針在他破開的傷口處來回穿梭,絲線在他的皮肉中寸寸拉扯,痛的扶青和幾乎把嘴裡裡布咬爛,他死死忍著,不發出一點聲音,也不知道這樣的痛持續了多久。

直到胸口那一長條刀痕被縫好,他幾乎失去了意識。

“夫君很棒了。”之沐江低頭吻了吻扶青和沾滿汗和淚的眼角。

扶青和勉強睜了睜眼睛,“沒關係,疼死在你手下也值了。”他又痛又累到笑不出來,這話說的配著他那張麵無表情的臉,不禁讓人哭笑不得。

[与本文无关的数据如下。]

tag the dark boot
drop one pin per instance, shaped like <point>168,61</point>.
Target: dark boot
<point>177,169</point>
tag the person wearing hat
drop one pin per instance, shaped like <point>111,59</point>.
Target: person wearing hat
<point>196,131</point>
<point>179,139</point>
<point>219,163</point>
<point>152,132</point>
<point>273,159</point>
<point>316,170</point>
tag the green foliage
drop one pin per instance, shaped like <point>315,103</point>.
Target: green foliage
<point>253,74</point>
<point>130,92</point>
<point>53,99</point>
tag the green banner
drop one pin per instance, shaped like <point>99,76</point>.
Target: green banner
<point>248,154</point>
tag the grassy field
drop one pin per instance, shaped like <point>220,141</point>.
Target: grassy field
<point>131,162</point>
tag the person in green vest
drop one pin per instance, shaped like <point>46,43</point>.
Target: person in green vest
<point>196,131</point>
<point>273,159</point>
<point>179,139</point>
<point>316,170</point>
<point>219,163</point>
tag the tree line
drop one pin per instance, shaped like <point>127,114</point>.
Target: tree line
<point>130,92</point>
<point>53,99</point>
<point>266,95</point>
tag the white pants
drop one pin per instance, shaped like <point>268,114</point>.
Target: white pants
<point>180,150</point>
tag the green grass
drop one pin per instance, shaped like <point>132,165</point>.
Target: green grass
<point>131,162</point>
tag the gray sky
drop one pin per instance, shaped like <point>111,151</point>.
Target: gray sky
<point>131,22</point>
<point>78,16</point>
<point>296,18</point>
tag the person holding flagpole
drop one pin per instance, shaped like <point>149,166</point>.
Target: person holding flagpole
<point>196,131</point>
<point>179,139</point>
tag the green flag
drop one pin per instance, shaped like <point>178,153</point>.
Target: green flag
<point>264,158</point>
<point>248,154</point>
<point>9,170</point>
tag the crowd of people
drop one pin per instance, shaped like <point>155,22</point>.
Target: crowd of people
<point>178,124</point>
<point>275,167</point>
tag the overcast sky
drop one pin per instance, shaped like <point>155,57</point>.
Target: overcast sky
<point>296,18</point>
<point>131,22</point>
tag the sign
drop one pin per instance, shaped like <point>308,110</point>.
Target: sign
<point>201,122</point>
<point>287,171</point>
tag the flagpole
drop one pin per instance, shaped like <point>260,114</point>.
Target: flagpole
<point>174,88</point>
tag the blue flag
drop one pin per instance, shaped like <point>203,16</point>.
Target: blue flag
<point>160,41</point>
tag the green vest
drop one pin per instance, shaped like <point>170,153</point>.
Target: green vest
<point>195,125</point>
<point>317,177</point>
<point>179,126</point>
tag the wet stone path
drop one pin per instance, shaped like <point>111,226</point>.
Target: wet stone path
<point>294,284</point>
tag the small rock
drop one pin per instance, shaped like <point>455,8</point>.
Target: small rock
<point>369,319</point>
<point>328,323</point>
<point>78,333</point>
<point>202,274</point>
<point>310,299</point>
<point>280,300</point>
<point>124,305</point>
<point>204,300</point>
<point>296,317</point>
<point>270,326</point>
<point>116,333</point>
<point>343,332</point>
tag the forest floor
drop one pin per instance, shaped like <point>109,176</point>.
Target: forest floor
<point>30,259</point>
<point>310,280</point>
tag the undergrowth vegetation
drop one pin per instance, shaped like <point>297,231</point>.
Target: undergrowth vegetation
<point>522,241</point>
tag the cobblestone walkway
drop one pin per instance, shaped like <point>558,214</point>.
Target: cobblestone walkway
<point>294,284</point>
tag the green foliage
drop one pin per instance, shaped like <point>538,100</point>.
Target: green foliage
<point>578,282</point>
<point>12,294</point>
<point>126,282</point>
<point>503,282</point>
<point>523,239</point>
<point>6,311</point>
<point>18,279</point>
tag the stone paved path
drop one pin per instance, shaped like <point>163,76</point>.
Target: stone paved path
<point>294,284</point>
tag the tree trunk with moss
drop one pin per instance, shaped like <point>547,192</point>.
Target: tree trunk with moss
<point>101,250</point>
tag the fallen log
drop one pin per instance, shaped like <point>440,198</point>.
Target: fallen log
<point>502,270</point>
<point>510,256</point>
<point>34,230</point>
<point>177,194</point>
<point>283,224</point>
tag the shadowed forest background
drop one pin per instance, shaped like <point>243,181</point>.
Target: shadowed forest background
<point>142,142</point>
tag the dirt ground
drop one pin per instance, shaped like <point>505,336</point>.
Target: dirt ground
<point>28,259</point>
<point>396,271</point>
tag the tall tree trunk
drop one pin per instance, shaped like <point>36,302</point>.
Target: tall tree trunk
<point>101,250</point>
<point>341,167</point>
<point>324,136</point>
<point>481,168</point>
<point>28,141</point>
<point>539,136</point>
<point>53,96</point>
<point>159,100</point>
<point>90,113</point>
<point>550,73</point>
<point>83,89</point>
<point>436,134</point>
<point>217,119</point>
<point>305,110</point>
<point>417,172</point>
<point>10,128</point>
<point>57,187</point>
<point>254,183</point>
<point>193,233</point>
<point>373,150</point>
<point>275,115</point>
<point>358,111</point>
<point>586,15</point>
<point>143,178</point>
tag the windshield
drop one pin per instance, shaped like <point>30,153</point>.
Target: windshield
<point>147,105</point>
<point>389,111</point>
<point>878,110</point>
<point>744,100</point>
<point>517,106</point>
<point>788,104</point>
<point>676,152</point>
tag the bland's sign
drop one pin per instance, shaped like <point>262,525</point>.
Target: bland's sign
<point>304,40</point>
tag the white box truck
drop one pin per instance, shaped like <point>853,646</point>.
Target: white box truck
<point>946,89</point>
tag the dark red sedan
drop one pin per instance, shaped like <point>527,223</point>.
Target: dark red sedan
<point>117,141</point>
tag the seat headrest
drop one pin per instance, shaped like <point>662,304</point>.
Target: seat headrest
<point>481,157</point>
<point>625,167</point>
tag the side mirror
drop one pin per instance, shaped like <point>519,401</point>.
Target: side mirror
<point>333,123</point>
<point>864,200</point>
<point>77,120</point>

“去休息吧。”之沐江最後吻了吻扶青和的額頭,就去醫治下一個人了。

這裡的時間爭分奪秒,幾乎是在死神手上搶人,晚一秒都也許會讓一人喪命。

後麵被推上來的男子傷的不算很重,至少意識都還是很清晰的,他在之沐江給他治療的過程中一直紅著臉,直到,最後包紮好要被推開時,忍不住羞澀的說了句,“為什麼沒有像親上一個人那樣親,親我。”

之沐江愣了下,莞爾一笑,“那是我夫君。”

那人在呆滯的神情中被推走了,接著,是下一個......

源源不斷地傷員被送了進來,每個軍醫幾乎都沒有休息的時間,就是茅廁都是在一邊的小帳篷解決的,飯食也隻是偶爾吃上兩口就再次投入到了救人的事情。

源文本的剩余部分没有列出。